GEORGETOWN, Guyana (AP) — U.S. investigators will soon examine the flight data recorders from a Caribbean Airlines jet that skidded off a rain-slicked runway in Guyana and split apart, officials said Monday. No one died in the weekend accident.
Kelly A. Nantel, a spokeswoman with the U.S. National Transportation Safety Board in Washington, said the recorders from the cracked Boeing 737-800 were expected to arrive at an agency lab on Monday evening.
The U.S. agency has a team in Guyana assisting the South American country's civil aviation authority with their crash investigation.
Caribbean Airlines spokeswoman Laura Asbjornsen said the pilot and crew remain in Guyana to work with investigators.
"We have no other information at this time about the incident," said Asbjornsen, adding the Trinidad-based carrier has set up a counseling center for passengers and their families.

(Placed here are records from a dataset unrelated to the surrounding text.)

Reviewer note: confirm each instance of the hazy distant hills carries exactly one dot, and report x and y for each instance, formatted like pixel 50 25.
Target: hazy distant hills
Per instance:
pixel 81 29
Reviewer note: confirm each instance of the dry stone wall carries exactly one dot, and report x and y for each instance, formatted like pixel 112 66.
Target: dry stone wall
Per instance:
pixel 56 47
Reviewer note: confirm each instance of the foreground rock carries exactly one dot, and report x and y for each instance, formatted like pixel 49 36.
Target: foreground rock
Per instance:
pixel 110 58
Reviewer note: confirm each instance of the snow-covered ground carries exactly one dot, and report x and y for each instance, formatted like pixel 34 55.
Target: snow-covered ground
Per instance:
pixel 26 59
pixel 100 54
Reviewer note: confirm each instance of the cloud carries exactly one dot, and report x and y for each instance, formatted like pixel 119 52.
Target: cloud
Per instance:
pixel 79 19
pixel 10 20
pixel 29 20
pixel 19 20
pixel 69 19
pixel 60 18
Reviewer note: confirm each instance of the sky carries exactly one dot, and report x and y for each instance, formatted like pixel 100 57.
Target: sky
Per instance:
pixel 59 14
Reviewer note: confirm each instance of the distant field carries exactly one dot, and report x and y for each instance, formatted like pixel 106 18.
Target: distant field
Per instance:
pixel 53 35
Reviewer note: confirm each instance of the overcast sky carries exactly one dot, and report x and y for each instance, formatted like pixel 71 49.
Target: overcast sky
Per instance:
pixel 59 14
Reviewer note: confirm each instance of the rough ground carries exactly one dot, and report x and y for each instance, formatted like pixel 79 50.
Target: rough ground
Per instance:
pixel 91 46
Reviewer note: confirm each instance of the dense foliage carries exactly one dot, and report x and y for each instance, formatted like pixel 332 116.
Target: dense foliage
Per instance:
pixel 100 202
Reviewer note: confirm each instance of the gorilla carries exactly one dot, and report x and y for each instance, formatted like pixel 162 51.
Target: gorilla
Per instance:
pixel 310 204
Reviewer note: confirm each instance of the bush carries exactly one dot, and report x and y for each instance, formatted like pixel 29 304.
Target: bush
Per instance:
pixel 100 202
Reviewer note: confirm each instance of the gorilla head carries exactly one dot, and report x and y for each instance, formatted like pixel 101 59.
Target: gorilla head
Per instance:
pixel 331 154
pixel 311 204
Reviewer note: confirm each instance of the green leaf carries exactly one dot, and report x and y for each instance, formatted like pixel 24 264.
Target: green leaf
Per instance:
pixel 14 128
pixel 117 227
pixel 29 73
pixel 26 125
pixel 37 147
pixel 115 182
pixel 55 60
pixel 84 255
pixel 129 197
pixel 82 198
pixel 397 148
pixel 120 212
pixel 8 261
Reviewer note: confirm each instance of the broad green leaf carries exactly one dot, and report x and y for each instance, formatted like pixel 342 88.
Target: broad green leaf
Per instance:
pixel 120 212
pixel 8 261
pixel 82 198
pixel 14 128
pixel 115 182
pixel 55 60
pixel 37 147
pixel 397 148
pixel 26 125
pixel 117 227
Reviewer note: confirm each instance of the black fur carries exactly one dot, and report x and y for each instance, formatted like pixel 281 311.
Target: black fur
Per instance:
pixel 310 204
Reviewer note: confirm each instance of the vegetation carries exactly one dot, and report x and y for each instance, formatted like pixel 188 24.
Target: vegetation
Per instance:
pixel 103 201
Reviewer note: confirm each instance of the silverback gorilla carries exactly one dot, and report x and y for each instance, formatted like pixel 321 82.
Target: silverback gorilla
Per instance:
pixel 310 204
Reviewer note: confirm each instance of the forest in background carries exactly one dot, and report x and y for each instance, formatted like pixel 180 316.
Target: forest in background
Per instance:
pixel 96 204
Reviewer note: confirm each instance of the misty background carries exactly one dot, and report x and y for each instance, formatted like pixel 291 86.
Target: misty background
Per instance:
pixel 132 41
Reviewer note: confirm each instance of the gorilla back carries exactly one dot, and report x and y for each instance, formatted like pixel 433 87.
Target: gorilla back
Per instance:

The plane, carrying 162 people, slid off the end of the runway early Saturday.
Authorities have been upgrading systems at the airport that help pilots to land, but not all of the new systems were operating at the time of the crash, according to Guyana's Civil Aviation Director Zulfikar Mohamed.
Officials and aviation experts have cautioned it was far too early to say if the lack of the systems was a factor in the crash.
Mohamed has said there was light rain, but visibility was 5 miles (8 kilometers) at the time the plane landed early Saturday.